The collapse of several high-profile companies last year not only eroded trust in the audit profession, it also led to increased scrutiny. ICAEW’s Audit and Assurance Faculty’s latest publication 'Fraudulent financial reporting: fresh thinking' provides some recommendations and encourages further debate to tackle fraud.
While fraud by its very nature is hidden and harder to detect than other irregularities affecting the financial statements, auditors are well placed to use their skills and insights to identify fraudulent financial reporting. Auditors are experts in financial reporting, but their work also involves interacting with many different and sometimes difficult personalities. They observe how people respond to challenge and gain first-hand experience of the culture of a company.
Therefore, auditors are able to routinely look beyond the numbers and use these behavioural and cultural insights to help the company identify areas that may be vulnerable to fraud. This ultimately helps the company to prevent it or detect it if it has already occurred.
The report identifies four key areas to which auditors should pay particular attention:
- Organisational culture: auditors can observe the organisational culture to get a detailed understanding of how employees behave and communicate in the business.
- Management style: a lot can be deduced from observing the management style in terms of what tone is set at the top by senior managers and directors.

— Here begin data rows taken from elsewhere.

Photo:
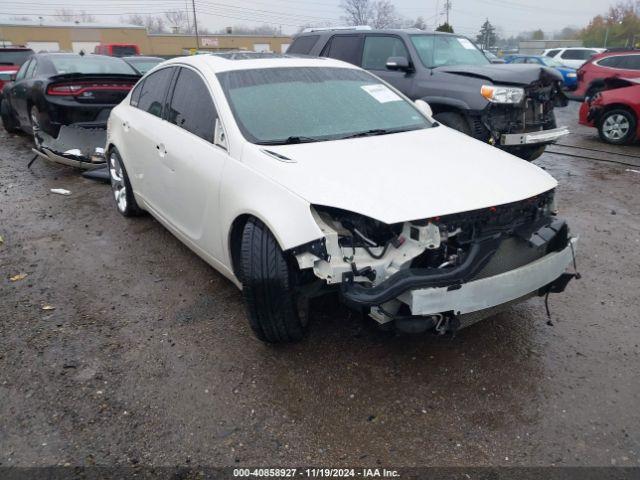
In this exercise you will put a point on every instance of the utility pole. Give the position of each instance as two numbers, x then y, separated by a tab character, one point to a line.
195	24
447	8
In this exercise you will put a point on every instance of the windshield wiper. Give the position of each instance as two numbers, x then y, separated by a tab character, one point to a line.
289	141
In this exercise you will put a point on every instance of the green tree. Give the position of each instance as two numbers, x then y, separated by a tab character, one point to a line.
487	36
445	27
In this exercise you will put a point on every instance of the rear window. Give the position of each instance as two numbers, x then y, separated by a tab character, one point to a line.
14	57
578	54
124	50
303	45
90	64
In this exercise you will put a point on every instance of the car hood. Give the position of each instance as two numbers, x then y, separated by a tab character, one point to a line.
400	177
508	73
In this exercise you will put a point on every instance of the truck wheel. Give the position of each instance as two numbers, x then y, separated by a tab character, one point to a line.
453	120
268	287
617	127
120	186
8	120
529	153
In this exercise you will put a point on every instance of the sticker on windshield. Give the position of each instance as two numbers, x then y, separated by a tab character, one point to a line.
466	43
381	93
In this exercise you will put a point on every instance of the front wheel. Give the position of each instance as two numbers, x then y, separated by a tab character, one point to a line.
268	287
617	127
121	187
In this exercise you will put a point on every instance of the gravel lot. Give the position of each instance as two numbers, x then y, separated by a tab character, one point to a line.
147	357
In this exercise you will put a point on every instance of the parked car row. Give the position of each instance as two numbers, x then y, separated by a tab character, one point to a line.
296	176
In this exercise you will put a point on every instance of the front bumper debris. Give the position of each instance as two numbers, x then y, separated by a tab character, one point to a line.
75	146
533	138
492	291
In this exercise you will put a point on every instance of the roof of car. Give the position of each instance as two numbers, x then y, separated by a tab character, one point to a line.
407	31
223	63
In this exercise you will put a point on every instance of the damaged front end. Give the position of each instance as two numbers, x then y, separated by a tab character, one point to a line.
530	122
442	273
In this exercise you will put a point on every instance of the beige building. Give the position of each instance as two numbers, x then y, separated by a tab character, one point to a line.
76	37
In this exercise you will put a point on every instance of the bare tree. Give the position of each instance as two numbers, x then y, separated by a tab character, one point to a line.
178	20
357	12
384	15
68	15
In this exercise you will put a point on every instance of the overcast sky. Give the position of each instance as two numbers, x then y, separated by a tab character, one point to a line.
510	16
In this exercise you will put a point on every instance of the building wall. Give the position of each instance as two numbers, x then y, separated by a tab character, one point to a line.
65	36
69	38
536	47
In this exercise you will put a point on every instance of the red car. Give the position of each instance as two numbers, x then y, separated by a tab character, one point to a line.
591	76
11	58
614	111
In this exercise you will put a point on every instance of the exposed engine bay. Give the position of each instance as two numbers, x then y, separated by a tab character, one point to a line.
379	267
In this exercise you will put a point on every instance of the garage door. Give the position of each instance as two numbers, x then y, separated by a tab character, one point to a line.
86	47
44	46
261	47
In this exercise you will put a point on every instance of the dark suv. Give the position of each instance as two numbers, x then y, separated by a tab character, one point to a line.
509	106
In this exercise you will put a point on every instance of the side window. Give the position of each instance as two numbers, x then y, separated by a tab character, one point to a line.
23	70
303	45
347	48
32	69
153	91
191	106
378	49
135	95
629	62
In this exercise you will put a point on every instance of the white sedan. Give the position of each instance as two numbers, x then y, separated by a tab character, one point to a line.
294	177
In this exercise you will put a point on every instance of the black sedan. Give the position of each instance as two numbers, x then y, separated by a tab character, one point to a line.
55	89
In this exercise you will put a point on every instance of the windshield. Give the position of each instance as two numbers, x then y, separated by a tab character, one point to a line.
90	64
302	104
14	57
143	66
550	62
447	50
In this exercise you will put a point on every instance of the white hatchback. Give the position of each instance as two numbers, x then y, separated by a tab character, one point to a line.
296	176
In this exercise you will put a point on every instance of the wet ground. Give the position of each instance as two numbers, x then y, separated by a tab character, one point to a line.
147	356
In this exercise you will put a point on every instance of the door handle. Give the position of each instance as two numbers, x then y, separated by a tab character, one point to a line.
162	150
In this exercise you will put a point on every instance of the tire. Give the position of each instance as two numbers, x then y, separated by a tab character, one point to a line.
453	120
269	287
529	153
617	127
120	185
8	120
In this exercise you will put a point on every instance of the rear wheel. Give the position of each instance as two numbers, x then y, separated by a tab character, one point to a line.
453	120
8	120
268	287
617	127
121	187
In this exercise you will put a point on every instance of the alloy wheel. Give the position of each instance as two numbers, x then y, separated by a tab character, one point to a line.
616	127
117	182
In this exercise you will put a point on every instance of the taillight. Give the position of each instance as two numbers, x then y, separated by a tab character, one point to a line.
86	88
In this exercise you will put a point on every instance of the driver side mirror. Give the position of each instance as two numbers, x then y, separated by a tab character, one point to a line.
424	108
398	64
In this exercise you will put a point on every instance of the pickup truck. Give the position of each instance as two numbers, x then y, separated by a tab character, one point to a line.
509	106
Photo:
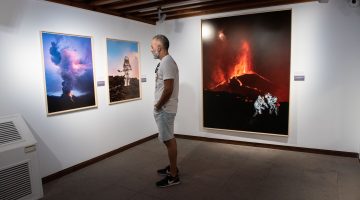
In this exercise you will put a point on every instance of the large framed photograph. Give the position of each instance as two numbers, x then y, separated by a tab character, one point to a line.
246	72
69	72
123	70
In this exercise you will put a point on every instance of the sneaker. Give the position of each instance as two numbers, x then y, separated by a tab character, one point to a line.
166	171
168	181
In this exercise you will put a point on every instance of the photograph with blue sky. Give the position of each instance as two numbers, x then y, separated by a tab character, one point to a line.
123	70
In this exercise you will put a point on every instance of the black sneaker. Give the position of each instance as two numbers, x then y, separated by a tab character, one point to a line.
168	181
166	171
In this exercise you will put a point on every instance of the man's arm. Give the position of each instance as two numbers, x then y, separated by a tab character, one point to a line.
166	94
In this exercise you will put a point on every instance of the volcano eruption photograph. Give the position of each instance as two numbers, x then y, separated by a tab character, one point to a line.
246	72
123	70
69	73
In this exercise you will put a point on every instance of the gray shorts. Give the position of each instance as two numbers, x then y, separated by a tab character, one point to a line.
165	123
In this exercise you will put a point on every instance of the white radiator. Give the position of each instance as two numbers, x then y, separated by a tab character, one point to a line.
19	166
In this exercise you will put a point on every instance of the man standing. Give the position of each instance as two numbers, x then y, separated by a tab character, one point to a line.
165	107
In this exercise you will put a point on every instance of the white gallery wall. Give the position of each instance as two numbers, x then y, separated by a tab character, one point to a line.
68	139
324	109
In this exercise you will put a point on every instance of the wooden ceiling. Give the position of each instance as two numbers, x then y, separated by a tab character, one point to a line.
148	10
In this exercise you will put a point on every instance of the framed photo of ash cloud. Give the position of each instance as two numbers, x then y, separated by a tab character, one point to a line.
69	72
123	70
246	72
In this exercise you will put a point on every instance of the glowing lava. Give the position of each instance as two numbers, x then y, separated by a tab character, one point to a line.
244	65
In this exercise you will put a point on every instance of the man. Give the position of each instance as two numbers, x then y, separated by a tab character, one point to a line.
165	107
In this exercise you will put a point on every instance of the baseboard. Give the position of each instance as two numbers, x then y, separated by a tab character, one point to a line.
272	146
94	160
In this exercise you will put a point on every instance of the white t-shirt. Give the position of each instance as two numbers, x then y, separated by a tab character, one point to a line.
167	70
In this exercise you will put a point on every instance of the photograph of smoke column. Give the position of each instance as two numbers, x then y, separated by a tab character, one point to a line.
69	73
123	70
246	72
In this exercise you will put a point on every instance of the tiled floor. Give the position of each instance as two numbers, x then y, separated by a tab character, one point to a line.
213	171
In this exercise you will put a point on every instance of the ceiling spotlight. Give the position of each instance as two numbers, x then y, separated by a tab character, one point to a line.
161	16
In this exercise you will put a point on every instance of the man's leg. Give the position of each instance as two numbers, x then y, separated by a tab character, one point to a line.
172	154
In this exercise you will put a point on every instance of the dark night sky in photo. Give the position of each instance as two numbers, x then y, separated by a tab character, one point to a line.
269	38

- Motivations and pressures: auditors are advised to pay attention to what motivations and pressures can be observed. It will help them to gain insight into what factors might drive relevant individuals to manipulate the numbers.
- Behavioural controls: it’s important to get a better understanding of the behavioural controls that may be in place – how does a company promote a culture of honesty and openness?
The full report is part of the faculty’s 'Thought Leadership series on the future of audit'. This series aims to contribute to the next stage of audit reform, which is likely to see intense discussion about the challenges of achieving clear and decisive progress in an area that has arguably little positive to show for many years of debate.
In his recent report on audit quality and effectiveness in the UK, Sir Donald Brydon described the question of fraud as “the most complex and most misunderstood in relation to auditor’s duties”. He set out a number of recommendations in this area including his proposal for a new audit profession. This would introduce auditor training in fraud awareness and forensic accounting so auditors “learn to be able to apply the same mindset as do forensic accountants in relevant circumstances”.
As Nigel Sleigh-Johnson, Head of ICAEW’s Audit and Assurance Faculty, adds: “improving the effectiveness of audit in relation to fraudulent financial reporting will do much to restore trust in the profession. Sir Donald Brydon identified fraud as one of the most complex areas of audit, and our report suggests ways in which auditors can rise to the challenge. We welcome further insights from members and, in particular, examples of ways the challenges are being addressed in practice by firms of all sizes”.
ICAEW will contribute in due course to the expected BEIS consultation on how best to take forward these and other ideas set out in the report.